Vulnerável, mas com sorte
Estes palestinos vulneráveis são, na verdade, os sortudos. Eles ainda têm a opção de se movimentar e tentar encontrar algum tipo de refúgio, um luxo que muitas das cerca de 300 mil pessoas no norte de Gaza simplesmente não têm.
Eles têm uma longa e perigosa jornada pela frente em direção a um destino desconhecido. Eles continuam a sua marcha em direcção a Rafah, onde mais de 1,4 milhões de pessoas vivem em condições precárias.
A estrada costeira por onde viajam foi palco de um trágico acontecimento há poucos dias, em que mais de 100 pessoas morreram e várias centenas de outras ficaram feridas enquanto tentavam obter farinha para alimentar a si e às suas famílias.

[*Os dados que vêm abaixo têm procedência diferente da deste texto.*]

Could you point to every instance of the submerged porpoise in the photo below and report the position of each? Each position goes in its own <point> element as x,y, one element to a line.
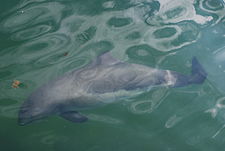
<point>104,81</point>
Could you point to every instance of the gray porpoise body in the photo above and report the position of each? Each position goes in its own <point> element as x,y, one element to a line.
<point>104,81</point>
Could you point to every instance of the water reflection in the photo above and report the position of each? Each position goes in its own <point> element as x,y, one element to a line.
<point>51,38</point>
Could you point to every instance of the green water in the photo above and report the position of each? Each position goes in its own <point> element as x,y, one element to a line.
<point>40,40</point>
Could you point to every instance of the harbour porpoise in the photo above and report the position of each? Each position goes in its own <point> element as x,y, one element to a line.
<point>103,81</point>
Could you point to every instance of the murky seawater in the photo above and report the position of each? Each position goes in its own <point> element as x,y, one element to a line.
<point>41,40</point>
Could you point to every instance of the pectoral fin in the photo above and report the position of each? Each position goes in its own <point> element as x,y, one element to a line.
<point>74,116</point>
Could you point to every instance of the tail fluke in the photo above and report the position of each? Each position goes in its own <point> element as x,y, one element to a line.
<point>198,74</point>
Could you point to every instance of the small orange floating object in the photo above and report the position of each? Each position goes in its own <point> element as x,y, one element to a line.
<point>16,84</point>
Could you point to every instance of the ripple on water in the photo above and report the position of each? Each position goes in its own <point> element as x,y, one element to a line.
<point>96,47</point>
<point>12,71</point>
<point>117,22</point>
<point>31,15</point>
<point>31,33</point>
<point>86,35</point>
<point>44,47</point>
<point>190,33</point>
<point>175,11</point>
<point>9,107</point>
<point>141,107</point>
<point>133,36</point>
<point>215,8</point>
<point>164,32</point>
<point>144,53</point>
<point>213,5</point>
<point>186,33</point>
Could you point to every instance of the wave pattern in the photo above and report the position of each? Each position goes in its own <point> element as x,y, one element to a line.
<point>41,39</point>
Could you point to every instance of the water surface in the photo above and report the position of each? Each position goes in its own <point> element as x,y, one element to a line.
<point>41,39</point>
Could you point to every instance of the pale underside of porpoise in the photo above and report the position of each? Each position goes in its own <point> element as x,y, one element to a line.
<point>104,81</point>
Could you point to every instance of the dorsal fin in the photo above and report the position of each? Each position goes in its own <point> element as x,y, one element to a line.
<point>107,59</point>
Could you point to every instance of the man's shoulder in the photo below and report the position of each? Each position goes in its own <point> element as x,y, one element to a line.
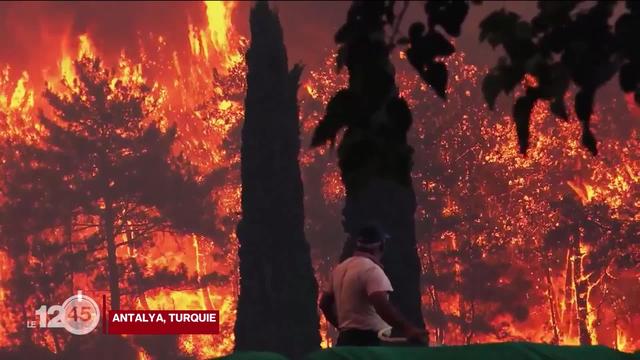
<point>359,262</point>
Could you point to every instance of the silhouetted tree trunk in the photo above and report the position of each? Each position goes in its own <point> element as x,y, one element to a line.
<point>391,205</point>
<point>374,156</point>
<point>582,295</point>
<point>278,292</point>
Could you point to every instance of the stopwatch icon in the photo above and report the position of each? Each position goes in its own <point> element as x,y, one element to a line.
<point>81,314</point>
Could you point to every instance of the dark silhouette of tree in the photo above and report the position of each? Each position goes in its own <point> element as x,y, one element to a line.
<point>374,157</point>
<point>565,43</point>
<point>104,172</point>
<point>278,292</point>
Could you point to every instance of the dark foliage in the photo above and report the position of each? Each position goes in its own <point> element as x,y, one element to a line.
<point>565,43</point>
<point>103,172</point>
<point>374,157</point>
<point>278,291</point>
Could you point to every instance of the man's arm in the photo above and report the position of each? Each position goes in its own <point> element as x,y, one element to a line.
<point>327,305</point>
<point>388,313</point>
<point>378,286</point>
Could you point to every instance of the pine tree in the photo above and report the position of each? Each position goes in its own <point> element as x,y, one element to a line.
<point>104,171</point>
<point>278,292</point>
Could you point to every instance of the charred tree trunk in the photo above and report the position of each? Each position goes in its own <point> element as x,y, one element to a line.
<point>567,314</point>
<point>551,295</point>
<point>582,294</point>
<point>278,292</point>
<point>392,206</point>
<point>375,158</point>
<point>108,220</point>
<point>441,321</point>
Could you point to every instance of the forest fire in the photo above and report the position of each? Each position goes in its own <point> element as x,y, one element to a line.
<point>556,231</point>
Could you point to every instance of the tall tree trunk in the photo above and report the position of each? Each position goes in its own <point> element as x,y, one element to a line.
<point>551,295</point>
<point>553,312</point>
<point>278,292</point>
<point>441,322</point>
<point>581,296</point>
<point>567,314</point>
<point>392,206</point>
<point>108,220</point>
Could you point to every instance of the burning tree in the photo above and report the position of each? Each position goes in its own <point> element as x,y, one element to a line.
<point>278,292</point>
<point>592,248</point>
<point>102,178</point>
<point>374,157</point>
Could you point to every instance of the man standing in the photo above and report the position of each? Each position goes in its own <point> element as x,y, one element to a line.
<point>356,300</point>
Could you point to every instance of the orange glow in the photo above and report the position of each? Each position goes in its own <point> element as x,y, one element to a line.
<point>464,139</point>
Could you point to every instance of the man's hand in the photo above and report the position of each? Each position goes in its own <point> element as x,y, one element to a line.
<point>327,305</point>
<point>388,313</point>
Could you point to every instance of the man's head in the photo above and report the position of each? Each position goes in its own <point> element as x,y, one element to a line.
<point>371,239</point>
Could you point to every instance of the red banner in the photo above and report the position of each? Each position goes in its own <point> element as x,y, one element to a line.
<point>163,322</point>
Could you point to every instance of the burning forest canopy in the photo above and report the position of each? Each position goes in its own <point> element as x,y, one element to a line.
<point>512,247</point>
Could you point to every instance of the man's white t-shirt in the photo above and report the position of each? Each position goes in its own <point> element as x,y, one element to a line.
<point>351,282</point>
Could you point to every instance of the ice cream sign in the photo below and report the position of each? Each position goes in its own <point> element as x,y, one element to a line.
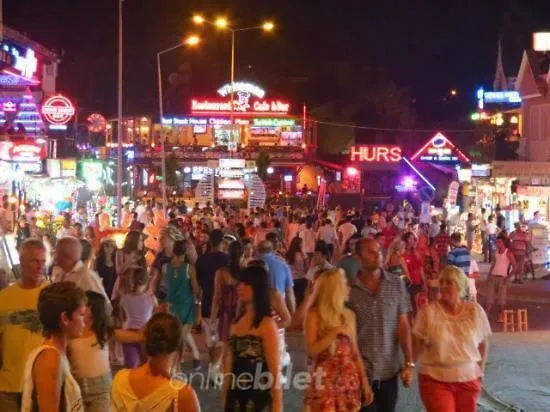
<point>439,149</point>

Este incidente é suficiente para compreender as motivações destas pessoas para fugirem para um local onde sabem que as condições são difíceis, insalubres e muito perigosas.
Cessar-fogo agora
A ONU e todas as suas agências continuam a apelar a um cessar-fogo humanitário imediato na Faixa de Gaza, bem como a um acesso humanitário seguro, desimpedido e sustentável, a fim de salvar a população e evitar uma grande fome. As Nações Unidas também apelaram à libertação imediata e incondicional de todos os reféns detidos pelo Hamas e outros grupos armados palestinianos.
Infelizmente, esses apelos caíram em ouvidos surdos.